On a statewide level, the existing MCO tax provides implementation funding for the Coordinated Care Initiative (CCI) pilot program in seven counties. Counties strongly support the CCI to ensure better care coordination for high-risk, high-cost residents who are dually eligible for both Medicare and Medicaid. The CCI is also tied in an important way to the counties’ role in the In-Home Supportive Services (IHSS) program, as the continuation of the CCI is required to preserve the county IHSS Maintenance of Effort (MOE) under 1991 Realignment. The IHSS MOE sets county IHSS costs at 2012 levels with a 3.5 percent annual inflator. Further, if the CCI succeeds in the initial seven counties, the eventual plan is to transition collective bargaining for IHSS workers from each county to the state—however there are no set timelines for this phase to occur. Without current MCO funding, the CCI is in danger of collapsing, which would then jeopardize the county IHSS MOE and possible transfer of collective bargaining.

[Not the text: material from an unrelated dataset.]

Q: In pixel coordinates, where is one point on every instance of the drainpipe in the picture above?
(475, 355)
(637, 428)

The current MCO tax also provides funding for other Medi-Cal services throughout the state. The loss of this supplemental funding could have resulted in statewide cuts to the Medi-Cal system or county programs and services.
On a county-by-county basis, the MCO tax structure in SBX2 2 will impact counties that operate local health plans, since county health plans will not benefit from changes in the Corporate or Gross Premium Tax structures offered to private health plans under SBX2 2. Further, counties that provide local health plan coverage to county employees will experience new fiscal impacts under SBX2 2. The net impact of SBX2 2 on each county will vary, but it is clear that counties will contribute more under the new MCO structure.
Preserving MCO tax funding for Medi-Cal services, including the CCI, is a CSAC priority for 2016. CSAC supported SBX2 2 as a reasonable MCO fix that meets federal requirements and preserves critical Medi-Cal funding and the CCI, at least for this year.
CSAC did not take a position on either ABX2 1 or AB 133. The Second Extraordinary Session on Health Care remains open in the Senate. The Assembly adjourned the special session today after passing a raft of tobacco control measures. The single other piece of legislation passed in special session last fall, ABX2 15 (Eggman) or the “End of Life Option Act,” was signed by the Governor in October. However, it cannot go into effect until 90 days after the special session adjourns in both houses.